It's not as simple as guiding your team to the best record over the course of the NHL's regular season to bring home the coach of the year award.
Fortunately then, for Alain Vigneault, that the Canucks' impressive run to the Presidents' Trophy has been anything but simple.
With much buzz now surrounding the individual year-end awards, Vigneault is as much in the mix as any other favourite in the running for the Jack Adams Award.
He is trying to become the first head coach to capture first overall in the NHL and claim the head coach of the year in the same season since 2000, when Joel Quenneville completed the feat.
The argument in handing out the award usually revolves around whether it should go to a coach who overachieves with a less than powerhouse roster, or the coach who maximizes the most out of a favourite.
"You look at a guy like Jacques Lemaire. Comes in (with the) team with the worst record and all of a sudden they're almost in the playoffs," said Canucks goalie Roberto Luongo. "That's not something that's easy to do. Alain came in, already we had a good team with high expectations, but we took it to another next level. Both I think, are equally impressive."
There have been several impressive performances this year. Aside from the aforementioned Lemaire, who took a lifeless Devils squad and pushed them back into the playoff picture, there's also been the work of Penguins coach Dan Bylsma. No one would have imagined that their top line would consist of Jordan Staal, Alex Kovalev and Chris Kunitz and they would still be in contention. But Bylsma has been able to work with a roster devoid of the NHL's best player (Sidney Crosby) and their team's second most talented player (Evgeni Malkin).
Mike Babcock has worked a similar patchwork lineup shuffle in Detroit, and was still able to claim the team's ninth division title in 10 years. Only three players on the roster have played all 79 games thus far for the Wings this season, and nine regulars (including Pavel Datsyuk, Kris Draper, Brian Rafalski and Dan Cleary) have played 65 games or less.
But Vigneault has not only faced similar flux with his roster, he's faced the most. No team has used more players than the Canucks this season - highlighted by a stretch where five regular defencemen were out of the lineup at the same time. Despite that, Vancouver has lost three games in a row in regulation just one time all season.
"We've had a lot of injuries this year, and he's kept the ship on course. A lot of credit goes to him," said defenceman Kevin Bieksa.
"That's what coaches try and do, you try and get your team to play the right way. You try and maximize what you have on any given night," Vigneault said. "Injuries are a huge factor of some teams having more success than others.

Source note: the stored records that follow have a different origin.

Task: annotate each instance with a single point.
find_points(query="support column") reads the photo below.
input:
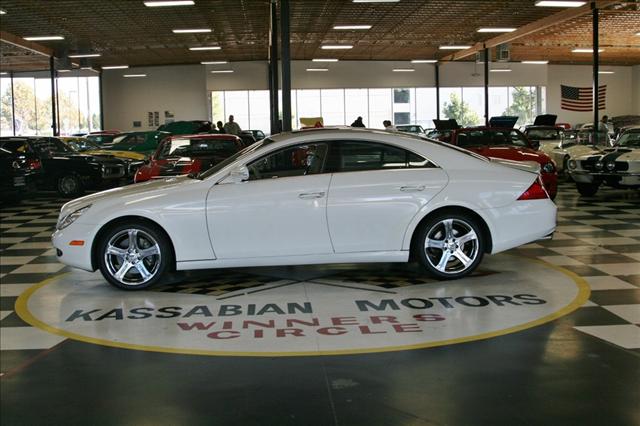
(437, 70)
(486, 86)
(285, 40)
(596, 65)
(273, 70)
(54, 96)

I've said a few times with the number of injuries that we've had, I'm really impressed with how this group has responded with consistent play."
It's the kind of play that has the Canucks in a position to still finish the season 10 points better than the second-best team in the NHL - and has them one of the favourites for the Stanley Cup.
And has Vigneault in position to take home his second Jack Adams Award with Vancouver in the last five seasons.